We must learn to acknowledge the addictive power of such drugs, understand human susceptibility and realize that opioid abuse can befall a friend, a co-worker, a spouse, a child or a grandparent. Or you.

It's a good bet someone you know might have a burgeoning problem, whether he or she knows it or not.

John Glueckert Jr. has seen an average of one person a month come through the doors of his Arlington Heights funeral home as a result of an overdose death, and he's frustrated.

Glueckert has been running clinics at the funeral home on how to administer naloxone, the drug that can reverse an opioid overdose.

Each person who completes the education session gets a vial of naloxone, courtesy of Live4Lali, an Arlington Heights-based nonprofit that hosts training sessions.

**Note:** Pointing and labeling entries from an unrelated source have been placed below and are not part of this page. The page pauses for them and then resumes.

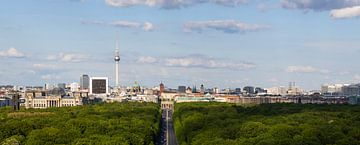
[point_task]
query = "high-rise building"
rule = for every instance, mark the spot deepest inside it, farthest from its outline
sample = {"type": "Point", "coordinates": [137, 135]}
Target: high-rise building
{"type": "Point", "coordinates": [62, 86]}
{"type": "Point", "coordinates": [99, 85]}
{"type": "Point", "coordinates": [249, 89]}
{"type": "Point", "coordinates": [202, 89]}
{"type": "Point", "coordinates": [84, 82]}
{"type": "Point", "coordinates": [237, 90]}
{"type": "Point", "coordinates": [74, 87]}
{"type": "Point", "coordinates": [162, 87]}
{"type": "Point", "coordinates": [117, 60]}
{"type": "Point", "coordinates": [182, 89]}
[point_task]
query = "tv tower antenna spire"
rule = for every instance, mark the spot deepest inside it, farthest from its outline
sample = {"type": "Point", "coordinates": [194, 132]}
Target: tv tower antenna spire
{"type": "Point", "coordinates": [117, 60]}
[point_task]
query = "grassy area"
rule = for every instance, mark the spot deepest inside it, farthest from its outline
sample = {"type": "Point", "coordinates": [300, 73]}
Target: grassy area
{"type": "Point", "coordinates": [115, 123]}
{"type": "Point", "coordinates": [266, 124]}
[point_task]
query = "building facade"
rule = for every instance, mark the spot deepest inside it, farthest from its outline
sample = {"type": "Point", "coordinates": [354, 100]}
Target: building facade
{"type": "Point", "coordinates": [99, 85]}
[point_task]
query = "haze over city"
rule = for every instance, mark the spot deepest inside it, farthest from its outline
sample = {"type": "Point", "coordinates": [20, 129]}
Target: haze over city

It makes so much sense to turn mourning into a positive educational experience.

Glueckert was moved when he learned that Denise and Tim Eilrich wanted to create something positive from their son Russell's overdose death in 2016 by having Live4Lali show mourners how to prevent future deaths.

Glueckert's staff recently tied 2,155 purple ribbons on a screen of netting in front of the funeral home along busy Arlington Heights Road to signify the number of people projected to die this year in Illinois alone from an accidental overdose. The image is shocking.

"Each one of those ribbons is a person, their family and friends," Glueckert told our Christopher Placek. "It's overwhelming."

So join the vigil, from 5:30 to 7:30 p.m. today at Lake Arlington, 2201 N. Windsor Drive. Light a candle, listen to the stories.

Let your preconceived notions of who might fall prey to opioid abuse fade away. And talk about it.

There's no telling who might be next.